Getting Etcd Back

In the previous post I ran into an issue with the YAML example graphs for the etcd functionality not really working anymore. Coming up with a solution in these graphs was not hard (and in fact proved an opportunity to learn a few things along the way). However, I did not manage to get the cluster up and talking regardless.

I accepted the challenge and sat down to try and find out what was wrong with etcd.

A first look at the code

The embedded etcd code lives in the etcd subdirectory of the mgmt source code. In etcd/etcd.go, the EmbdEtcd struct represents the “embedded server and client etcd”. This file imports the “clientv3” package from etcd as etcd. As the first errors I had encountered seemed to originate with the client, I looked at this first.

The online documentation for the clientv3 package is quite good, complete with a simple code example and everything. Matching this with the actual implementation in mgmt is rather daunting, however. Still, it gave me the idea of trying to build a very simple client to mgmt’s server, so that I would have a more limited code base to pry open.

Better yet, I recalled that the post that introduced the embedded etcd mentions that you can run simple tests using etcdctl such as

ETCDCTL_API=3 etcdctl --endpoints 127.0.0.1:2379 member list

New step 1: See if we can talk to the embedded server this way in the first place.

Etsy Dee Cuddle

In order to get a suitably modern etcdctl, I followed the instructions in the article linked just above. In fact, mgmt bundles an appropriate version of etcd in its vendor directory. I’m not entirely certain that switching into the vendor/go.etcd.io/etcd directory (a git submodule) is an acceptable way to run the build, but it sure worked.

My approach was to only run the original seed server of mgmt, in order to target that with a simple query from etcdctl, connecting to the API port of the embedded etcd server.

mgmt run --hostname h1 --ideal-cluster-size 3 yaml examples/yaml/etcd1a.yaml

I found myself a little surprised that etcdctl noped out with a message that was quite reminiscent of what I had seen mgmt do on repeat while trying to contact the original cluster member.

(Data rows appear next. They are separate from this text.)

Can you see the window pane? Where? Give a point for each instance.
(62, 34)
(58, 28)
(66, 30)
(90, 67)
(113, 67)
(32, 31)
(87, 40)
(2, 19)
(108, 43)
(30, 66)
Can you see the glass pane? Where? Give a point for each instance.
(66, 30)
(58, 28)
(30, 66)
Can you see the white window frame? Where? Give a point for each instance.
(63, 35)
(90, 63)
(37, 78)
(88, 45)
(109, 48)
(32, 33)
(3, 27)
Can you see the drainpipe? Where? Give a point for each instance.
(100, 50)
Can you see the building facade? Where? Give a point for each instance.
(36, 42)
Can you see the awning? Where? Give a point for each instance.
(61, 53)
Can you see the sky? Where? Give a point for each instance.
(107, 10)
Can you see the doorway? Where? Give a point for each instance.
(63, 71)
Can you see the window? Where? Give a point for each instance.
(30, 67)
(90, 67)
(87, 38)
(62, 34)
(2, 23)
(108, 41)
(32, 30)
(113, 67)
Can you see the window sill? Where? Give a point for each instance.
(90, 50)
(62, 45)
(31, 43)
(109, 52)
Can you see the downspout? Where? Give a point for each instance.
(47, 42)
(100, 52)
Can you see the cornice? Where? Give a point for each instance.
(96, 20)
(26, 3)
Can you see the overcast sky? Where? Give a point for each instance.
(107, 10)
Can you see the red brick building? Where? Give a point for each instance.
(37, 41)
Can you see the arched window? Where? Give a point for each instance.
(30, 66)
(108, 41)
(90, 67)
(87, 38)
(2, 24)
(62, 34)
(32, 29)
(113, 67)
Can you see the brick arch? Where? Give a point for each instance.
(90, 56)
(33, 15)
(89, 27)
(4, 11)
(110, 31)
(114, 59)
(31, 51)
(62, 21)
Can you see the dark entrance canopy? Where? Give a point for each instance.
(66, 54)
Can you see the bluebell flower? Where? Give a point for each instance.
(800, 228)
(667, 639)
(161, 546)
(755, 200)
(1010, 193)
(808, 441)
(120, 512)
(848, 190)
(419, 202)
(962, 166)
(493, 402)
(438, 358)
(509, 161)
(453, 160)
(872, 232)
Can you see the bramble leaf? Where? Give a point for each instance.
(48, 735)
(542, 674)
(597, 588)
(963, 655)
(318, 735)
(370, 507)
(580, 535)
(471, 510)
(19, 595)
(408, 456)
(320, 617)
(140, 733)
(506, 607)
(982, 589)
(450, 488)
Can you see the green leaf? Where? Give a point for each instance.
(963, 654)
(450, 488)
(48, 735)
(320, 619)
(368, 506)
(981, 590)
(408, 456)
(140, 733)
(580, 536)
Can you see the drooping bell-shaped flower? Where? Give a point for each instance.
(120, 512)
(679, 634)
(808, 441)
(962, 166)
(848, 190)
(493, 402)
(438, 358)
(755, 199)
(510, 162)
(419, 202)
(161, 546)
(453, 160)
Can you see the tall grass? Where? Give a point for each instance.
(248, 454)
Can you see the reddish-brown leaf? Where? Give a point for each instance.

ETCDCTL_API=3 ./vendor/go.etcd.io/etcd/bin/etcdctl --endpoints 127.0.0.1:2380 member list
{"level":"warn","ts":"2020-03-08T19:25:00.394Z","caller":"clientv3/retry_interceptor.go:61","msg":"retrying of unary invoker failed","target":"endpoint://client-f55a7a6d-3208-45ef-9a7a-f28f55805a05/127.0.0.1:2380","attempt":0,"error":"rpc error: code = DeadlineExceeded desc = latest connection error: connection error: desc = \"transport: Error while dialing dial tcp 127.0.0.1:2380: connect: connection refused\""}
Error: context deadline exceeded

This was promising insofar as it suggested to me that the problem was probably with the original seed server after all, not with the second mgmt instance that tries to join the cluster. Sure enough, when examining the output of the seed process, it turned out that it was failing the embedded server start after the 60 second timeout now.

Imitating the server

In order to take a better look at what was going on with the seed server, I searched for one of its log messages, the one appearing before it ran into the timeout failure.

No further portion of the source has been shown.